Taiwan is famous for massive tea trays that are carved into a large piece of wood, that is also a table. This is often done from the huge slabs of juniper that were harvested from the old growth groves that once covered Taiwan. Other types of wood are used, but this cypress or juniper, depending on what dictionary you use, are by far the most sought after. Let us not forget, less is more. I like smaller trays. For me, the ideal tray would fit a pot, a sharing pitcher, and two to four cups. I like this size of tray, not just because it is enough, but also because it is easy to take on the go. I tend to go for trays that catch the water in a compartment that you have to remember to empty rather than trays that drain. Draining trays are less movable and less flexible. They need a place to drain which can be a plastic waist bucket. Draining trays are a good option for an area dedicated to gong fu cha.

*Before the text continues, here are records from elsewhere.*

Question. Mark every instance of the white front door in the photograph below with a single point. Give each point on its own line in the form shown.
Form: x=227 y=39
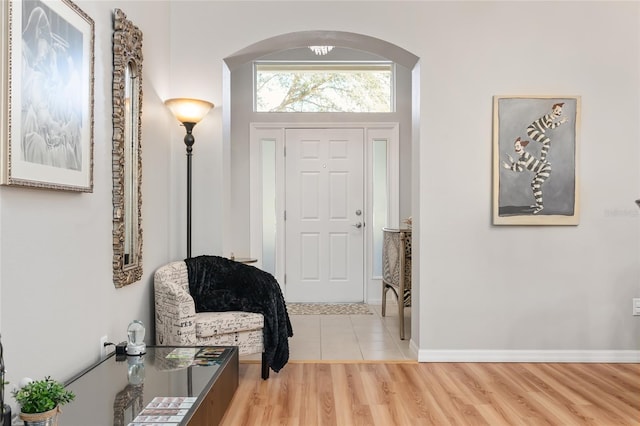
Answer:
x=324 y=225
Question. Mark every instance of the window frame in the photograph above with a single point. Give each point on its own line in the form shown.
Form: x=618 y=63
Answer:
x=320 y=65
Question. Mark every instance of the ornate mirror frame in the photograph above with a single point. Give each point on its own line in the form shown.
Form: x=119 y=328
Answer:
x=127 y=151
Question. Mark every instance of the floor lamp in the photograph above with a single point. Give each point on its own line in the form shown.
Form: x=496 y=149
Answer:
x=189 y=112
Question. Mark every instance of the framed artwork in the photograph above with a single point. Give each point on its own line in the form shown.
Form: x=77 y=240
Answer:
x=535 y=160
x=47 y=98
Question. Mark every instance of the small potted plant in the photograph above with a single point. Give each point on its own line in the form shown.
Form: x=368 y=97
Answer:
x=40 y=401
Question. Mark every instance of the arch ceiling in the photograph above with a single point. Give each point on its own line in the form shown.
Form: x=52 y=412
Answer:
x=332 y=38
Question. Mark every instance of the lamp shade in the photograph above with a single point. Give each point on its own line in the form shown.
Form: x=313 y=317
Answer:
x=188 y=110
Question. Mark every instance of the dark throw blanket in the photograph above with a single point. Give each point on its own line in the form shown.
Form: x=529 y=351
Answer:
x=218 y=284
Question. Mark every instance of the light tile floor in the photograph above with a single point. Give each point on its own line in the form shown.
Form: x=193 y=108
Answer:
x=349 y=337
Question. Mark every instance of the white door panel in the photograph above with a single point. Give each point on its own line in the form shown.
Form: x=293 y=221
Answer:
x=324 y=190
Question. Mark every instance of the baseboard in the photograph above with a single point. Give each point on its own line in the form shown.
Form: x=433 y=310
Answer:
x=596 y=356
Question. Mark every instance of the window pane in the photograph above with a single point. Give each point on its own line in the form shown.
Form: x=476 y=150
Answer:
x=268 y=206
x=324 y=87
x=379 y=202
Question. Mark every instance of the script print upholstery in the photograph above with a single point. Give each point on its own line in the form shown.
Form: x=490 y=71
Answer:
x=178 y=324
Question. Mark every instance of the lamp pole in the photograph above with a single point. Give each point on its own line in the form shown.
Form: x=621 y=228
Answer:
x=189 y=141
x=188 y=112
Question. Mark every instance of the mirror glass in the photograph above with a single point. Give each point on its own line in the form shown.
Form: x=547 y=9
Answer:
x=127 y=163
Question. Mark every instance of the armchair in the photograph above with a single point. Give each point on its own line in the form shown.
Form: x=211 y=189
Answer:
x=178 y=323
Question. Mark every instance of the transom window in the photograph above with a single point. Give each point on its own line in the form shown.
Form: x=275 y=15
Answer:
x=324 y=86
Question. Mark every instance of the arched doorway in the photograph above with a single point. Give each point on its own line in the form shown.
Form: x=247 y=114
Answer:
x=239 y=116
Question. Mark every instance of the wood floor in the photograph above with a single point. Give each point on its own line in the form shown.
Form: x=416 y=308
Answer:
x=410 y=393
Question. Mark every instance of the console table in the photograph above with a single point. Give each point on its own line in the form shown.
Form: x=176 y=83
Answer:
x=117 y=389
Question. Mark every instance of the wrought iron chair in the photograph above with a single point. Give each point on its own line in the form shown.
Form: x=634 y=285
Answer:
x=396 y=270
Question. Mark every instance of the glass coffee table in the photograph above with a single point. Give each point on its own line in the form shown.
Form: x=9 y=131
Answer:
x=175 y=386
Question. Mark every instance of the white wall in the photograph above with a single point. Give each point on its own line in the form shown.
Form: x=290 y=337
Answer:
x=57 y=293
x=57 y=296
x=474 y=292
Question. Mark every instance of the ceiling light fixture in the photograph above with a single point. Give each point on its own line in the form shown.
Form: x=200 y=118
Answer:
x=321 y=50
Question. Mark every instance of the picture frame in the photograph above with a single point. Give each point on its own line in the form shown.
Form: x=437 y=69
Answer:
x=535 y=160
x=47 y=123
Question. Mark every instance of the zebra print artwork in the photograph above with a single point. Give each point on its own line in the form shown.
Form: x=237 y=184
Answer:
x=537 y=185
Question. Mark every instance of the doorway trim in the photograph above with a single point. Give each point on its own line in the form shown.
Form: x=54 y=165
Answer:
x=275 y=132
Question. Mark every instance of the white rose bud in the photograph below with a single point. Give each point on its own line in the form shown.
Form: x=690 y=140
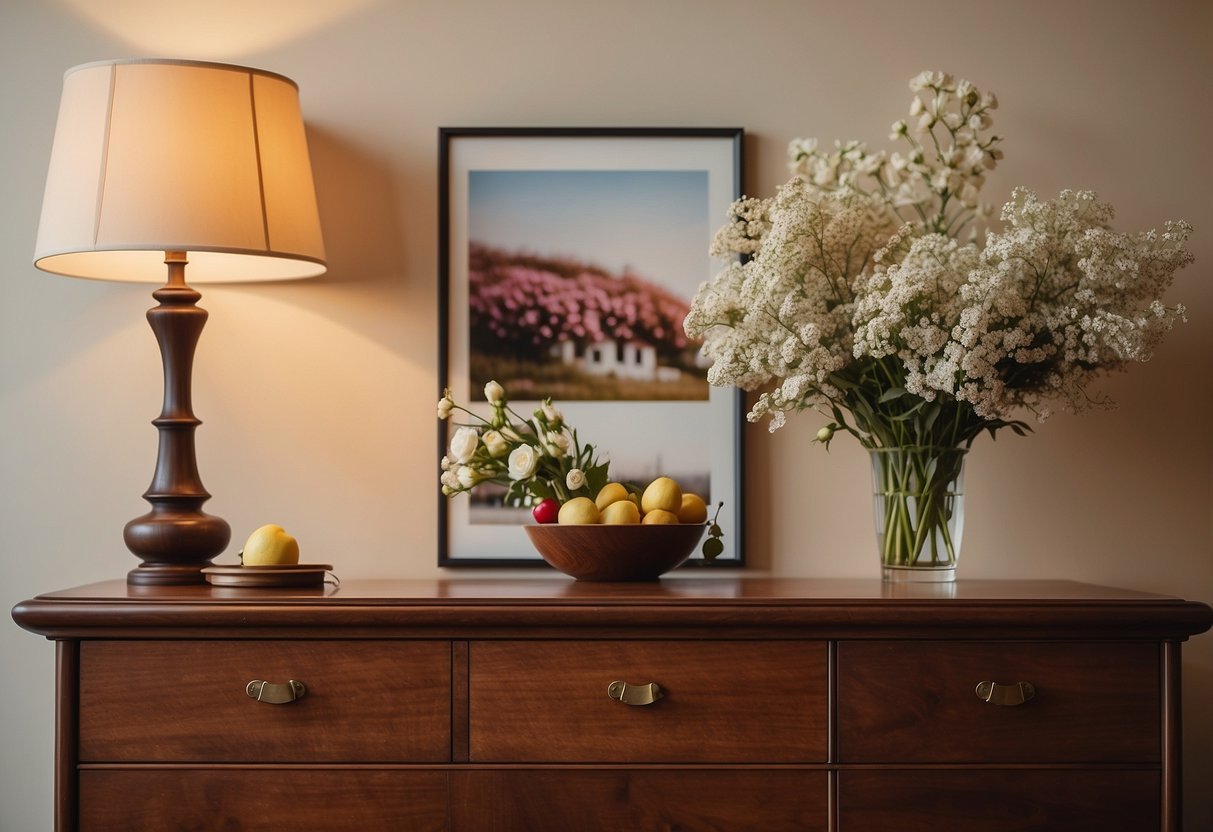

It is very difficult to practice gong fu cha without spilling water or tea. So much of the process creates a mess if you don’t have a tray. Pouring over the pot, heating teacups, heating the teapot, discarding the initial infusion if you choose to do so and so on, are all part of the standard gong fu cha practice. A good tray will catch all of this. Another popular alternative to a tray that will catch everything is a dish. Typically a shallow bowl that will catch some of the spillage, and a waste bowl that can be used to discard excess water from the activities listed above.
Even if you won’t spill and don’t plan on wasting any water, the tray is a useful tool. It is pretty difficult to fill a yixing clay teapot with water, add the lid, and not spill. And since this action occurs several times throughout the brewing process, it’s pretty hard not to make a mess. Trays are a nice addition to a table and you can use them to keep and display your tea wares, beautiful and ready to use.